Larry Schmued suggests that a basic "death molecule" is expressed by damaged cells and that the highly anionic and acidic fluoro-jade may be specific for this target. Further supporting the validity of fluoro-jade stain and this hypothesis is the work of Auer et al., who demonstrated that another anionic dye, fuchsine acid, could successfully bind to damaged neurons after a hyperglycemic insult presumably by the same electrostatic mechanism as fluoro-jade. These neurons were characterized by cell death morphology including condensed chromatin, a disrupted plasma membrane, and a disrupted nuclear membrane.

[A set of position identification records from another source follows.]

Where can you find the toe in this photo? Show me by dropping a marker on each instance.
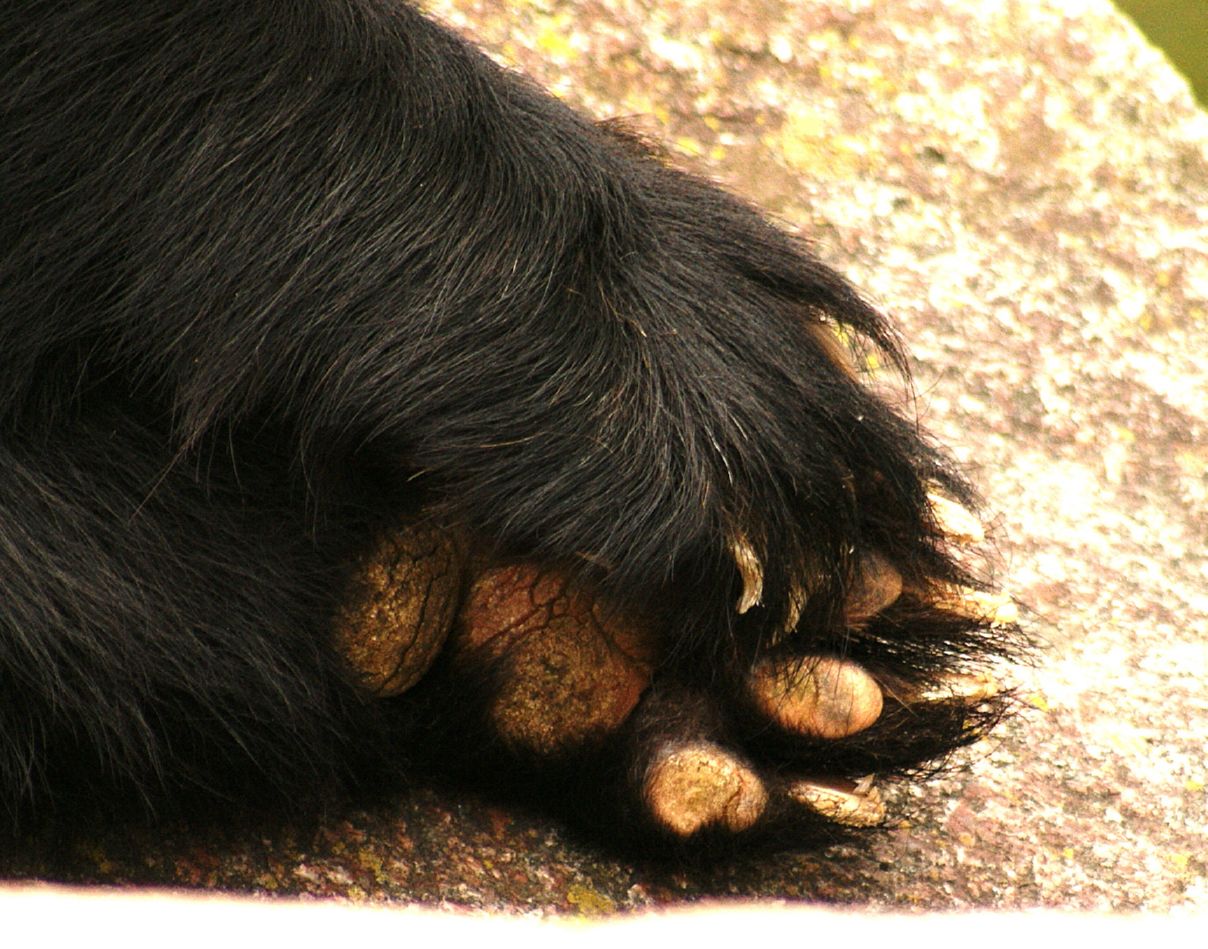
(569, 670)
(700, 784)
(877, 584)
(399, 609)
(819, 697)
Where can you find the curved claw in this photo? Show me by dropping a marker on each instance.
(751, 571)
(860, 807)
(969, 688)
(954, 519)
(997, 609)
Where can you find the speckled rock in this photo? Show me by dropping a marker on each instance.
(1024, 186)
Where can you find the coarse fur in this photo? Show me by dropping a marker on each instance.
(272, 274)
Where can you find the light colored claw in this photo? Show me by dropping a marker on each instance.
(822, 697)
(797, 598)
(968, 688)
(861, 807)
(997, 609)
(877, 586)
(750, 570)
(956, 520)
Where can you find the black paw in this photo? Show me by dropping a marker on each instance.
(276, 274)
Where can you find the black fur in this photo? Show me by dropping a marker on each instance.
(271, 274)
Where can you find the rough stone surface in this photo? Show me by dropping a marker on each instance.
(1024, 186)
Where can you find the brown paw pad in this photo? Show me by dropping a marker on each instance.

Although fluoro-jade and de Olmos's silver stain have the same pattern of staining in models of neurotoxicity, there are inherent differences between the two methodologies that may have physiological implications. For example, a time course analysis of neuronal degeneration between the two techniques shows that silver stain is evident earlier after a neurotoxic insult which may suggest that fluoro-jade is specific for a later, more committed stage of the degenerative process.

== Applications==

Traumatic brain injury

Spinal cord injury

Alzheimer's disease

Aging

Stroke

Epilepsy

Alcoholism

Drug abuse

== Other ==
Fluoro-jade may also be useful for other applications other than labeling degeneration neurons of the brain. Several reports have demonstrated that fluoro-jade is also useful in detecting glia, specifically reactive astroglia and microglia. Thus fluoro-jade may be used to assess glial responses associated with neurotoxicity. Additionally, other studies demonstrate that fluoro-jade can also label neurons outside the CNS such as neurons of the dorsal root ganglia. Finally, fluoro-jade may find use in non-neuronal systems as investigators have reported its use to assess cell death in renal tubular epithelial cells, in vitro and in vivo.